Status: Don't get your hopes up....

What's the Point in All the Screaming, No One's Listening

Chapter 1

I laid my hand upon the leather Bible. On the outside my hand was steady but on the inside I felt it shake with nervousness. My hand felt like a foreign object to me. I wasn't controlling it. I wasn't in control of anything anymore. If I was, I would be running. Not just away from the courtroom but away from myself. Away from everything that happened this past six months. Away from my past.

I repeated the oath as the bailiff said it. My voice held no emotion. My face showed no emotion. There hadn't been any present in any form for a long. Such a long time, it seemed like a life time to me.

I focused on the difficult task of sitting on the wooden chair without it appearing that I was collapsing. I was collapsing, the walk up to the stand and the oath had drained me. Not physically but emotional, which I had learned could be more draining. When I was finished with the hard task, I finally lifted my eyes to view the whole of the courtroom.

First I focused on the prosecutions' table. Three people sat there. Two men, one woman. The first man wore a simple black suit with a pale yellow tie. I liked his tie. My father would never wear anything yellow. At the thought of my father, my stomach twisted a little. The man was young, the only sign of age was lines around his month. The lines of a man that laughed and smiled a lot. That was probably my favorite thing about District Attorney Dean Reeves, he smiled a lot. But his smiles weren't a politician's smiles. They were genuine.
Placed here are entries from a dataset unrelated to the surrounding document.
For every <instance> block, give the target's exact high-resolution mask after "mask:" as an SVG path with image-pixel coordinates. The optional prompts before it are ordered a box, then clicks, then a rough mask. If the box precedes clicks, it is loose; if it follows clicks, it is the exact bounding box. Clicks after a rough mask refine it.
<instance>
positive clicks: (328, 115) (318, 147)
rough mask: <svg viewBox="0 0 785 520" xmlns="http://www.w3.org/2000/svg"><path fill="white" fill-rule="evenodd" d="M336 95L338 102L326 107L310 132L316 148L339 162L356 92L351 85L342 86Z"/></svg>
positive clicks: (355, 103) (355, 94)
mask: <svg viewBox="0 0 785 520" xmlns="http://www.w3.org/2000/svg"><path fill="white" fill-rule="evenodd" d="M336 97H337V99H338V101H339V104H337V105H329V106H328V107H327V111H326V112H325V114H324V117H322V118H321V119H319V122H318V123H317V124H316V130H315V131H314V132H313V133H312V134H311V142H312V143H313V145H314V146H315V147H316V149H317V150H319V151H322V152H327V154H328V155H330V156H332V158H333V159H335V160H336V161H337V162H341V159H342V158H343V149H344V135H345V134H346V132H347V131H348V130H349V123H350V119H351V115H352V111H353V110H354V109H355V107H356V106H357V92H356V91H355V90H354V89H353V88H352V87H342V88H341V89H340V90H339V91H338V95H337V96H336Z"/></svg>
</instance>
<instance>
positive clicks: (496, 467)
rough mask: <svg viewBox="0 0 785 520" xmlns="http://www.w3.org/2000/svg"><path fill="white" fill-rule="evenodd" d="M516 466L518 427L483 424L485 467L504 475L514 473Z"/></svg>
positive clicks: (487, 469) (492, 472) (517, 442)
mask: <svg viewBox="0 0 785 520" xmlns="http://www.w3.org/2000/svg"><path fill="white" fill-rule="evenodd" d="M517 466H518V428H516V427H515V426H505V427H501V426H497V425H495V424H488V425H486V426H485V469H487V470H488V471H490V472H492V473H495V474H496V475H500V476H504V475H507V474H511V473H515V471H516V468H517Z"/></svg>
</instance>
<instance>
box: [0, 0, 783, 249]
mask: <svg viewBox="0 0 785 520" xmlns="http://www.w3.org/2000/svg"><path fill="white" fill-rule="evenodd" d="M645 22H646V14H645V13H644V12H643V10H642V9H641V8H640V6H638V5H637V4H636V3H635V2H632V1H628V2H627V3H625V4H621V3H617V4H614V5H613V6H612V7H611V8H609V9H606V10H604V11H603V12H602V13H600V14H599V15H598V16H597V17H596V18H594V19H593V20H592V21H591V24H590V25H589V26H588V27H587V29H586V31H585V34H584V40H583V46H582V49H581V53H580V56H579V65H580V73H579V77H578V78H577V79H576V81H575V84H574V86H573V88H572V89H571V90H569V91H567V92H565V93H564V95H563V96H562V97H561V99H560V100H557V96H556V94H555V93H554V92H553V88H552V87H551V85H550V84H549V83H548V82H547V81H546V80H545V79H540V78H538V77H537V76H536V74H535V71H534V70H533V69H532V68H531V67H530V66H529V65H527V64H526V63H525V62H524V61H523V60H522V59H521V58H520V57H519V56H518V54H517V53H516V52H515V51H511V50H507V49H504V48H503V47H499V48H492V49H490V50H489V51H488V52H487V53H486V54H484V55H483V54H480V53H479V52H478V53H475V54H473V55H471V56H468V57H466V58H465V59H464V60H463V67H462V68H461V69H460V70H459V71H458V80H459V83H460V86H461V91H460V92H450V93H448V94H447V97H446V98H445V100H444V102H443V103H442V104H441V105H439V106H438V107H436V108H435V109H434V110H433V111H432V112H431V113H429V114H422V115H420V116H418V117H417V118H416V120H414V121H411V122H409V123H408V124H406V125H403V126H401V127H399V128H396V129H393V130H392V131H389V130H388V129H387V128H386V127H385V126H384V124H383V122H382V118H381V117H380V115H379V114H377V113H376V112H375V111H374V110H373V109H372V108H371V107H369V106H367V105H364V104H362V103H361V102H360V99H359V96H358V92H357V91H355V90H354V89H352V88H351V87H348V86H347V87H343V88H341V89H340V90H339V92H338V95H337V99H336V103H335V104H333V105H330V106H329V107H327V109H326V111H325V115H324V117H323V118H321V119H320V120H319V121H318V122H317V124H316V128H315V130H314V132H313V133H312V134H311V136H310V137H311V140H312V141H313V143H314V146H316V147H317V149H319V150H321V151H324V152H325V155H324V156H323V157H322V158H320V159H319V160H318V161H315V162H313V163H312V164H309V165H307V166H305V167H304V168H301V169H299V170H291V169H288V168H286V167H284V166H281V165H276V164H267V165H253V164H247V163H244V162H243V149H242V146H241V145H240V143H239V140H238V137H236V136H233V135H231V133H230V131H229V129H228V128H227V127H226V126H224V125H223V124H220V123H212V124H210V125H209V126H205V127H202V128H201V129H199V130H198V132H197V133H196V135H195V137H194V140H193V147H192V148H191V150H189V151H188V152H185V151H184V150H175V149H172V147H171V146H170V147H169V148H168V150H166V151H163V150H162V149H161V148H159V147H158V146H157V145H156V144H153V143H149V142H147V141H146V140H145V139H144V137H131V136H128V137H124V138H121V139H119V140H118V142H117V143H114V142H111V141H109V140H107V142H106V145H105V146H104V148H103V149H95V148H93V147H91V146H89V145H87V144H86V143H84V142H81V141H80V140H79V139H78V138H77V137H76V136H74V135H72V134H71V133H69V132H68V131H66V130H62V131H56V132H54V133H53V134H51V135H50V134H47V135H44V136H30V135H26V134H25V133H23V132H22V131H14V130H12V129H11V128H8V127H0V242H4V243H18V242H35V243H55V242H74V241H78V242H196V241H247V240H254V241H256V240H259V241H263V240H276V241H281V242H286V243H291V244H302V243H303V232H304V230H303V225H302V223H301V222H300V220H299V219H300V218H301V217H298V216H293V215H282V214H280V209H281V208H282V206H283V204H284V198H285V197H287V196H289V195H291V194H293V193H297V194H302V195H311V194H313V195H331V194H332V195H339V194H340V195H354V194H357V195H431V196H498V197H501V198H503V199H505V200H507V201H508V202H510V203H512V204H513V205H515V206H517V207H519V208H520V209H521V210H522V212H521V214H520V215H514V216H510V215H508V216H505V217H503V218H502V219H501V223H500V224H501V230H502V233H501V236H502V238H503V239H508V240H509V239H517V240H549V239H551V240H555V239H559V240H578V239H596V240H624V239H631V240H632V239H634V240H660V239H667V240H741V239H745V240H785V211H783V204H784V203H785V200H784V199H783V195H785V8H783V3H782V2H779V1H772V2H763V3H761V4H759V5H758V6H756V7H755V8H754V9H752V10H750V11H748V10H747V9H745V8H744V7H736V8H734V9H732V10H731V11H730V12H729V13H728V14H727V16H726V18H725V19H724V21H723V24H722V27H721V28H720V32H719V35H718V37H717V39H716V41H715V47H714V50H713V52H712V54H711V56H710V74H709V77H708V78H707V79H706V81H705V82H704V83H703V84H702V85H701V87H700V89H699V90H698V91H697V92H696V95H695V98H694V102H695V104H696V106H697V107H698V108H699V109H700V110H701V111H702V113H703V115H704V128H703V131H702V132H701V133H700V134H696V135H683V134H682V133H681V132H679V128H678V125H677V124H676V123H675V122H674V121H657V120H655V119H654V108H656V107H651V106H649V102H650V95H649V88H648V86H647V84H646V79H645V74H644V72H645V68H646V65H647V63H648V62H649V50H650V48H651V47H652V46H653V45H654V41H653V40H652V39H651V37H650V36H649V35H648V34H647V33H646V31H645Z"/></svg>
My opinion of the woman sitting next to him was very different. Kelsey Carter was an old, harsh woman. She always kept her graying brown pulled back into a bun, allowing her face to display the lines that shouldn't be on a forty-nine year old face. I thought her face showed what kind of person she was perfectly.
Her face was unfriendly, just like the soul underneath. I had never seem her smile the way Reeves smiles.

The man next to her, I didn't see much of. The most I knew about him was that his name was Dylan Johnson. I paid little attention to him.

After examining the table the lifted my eyes even more. I was cautious of what I would see.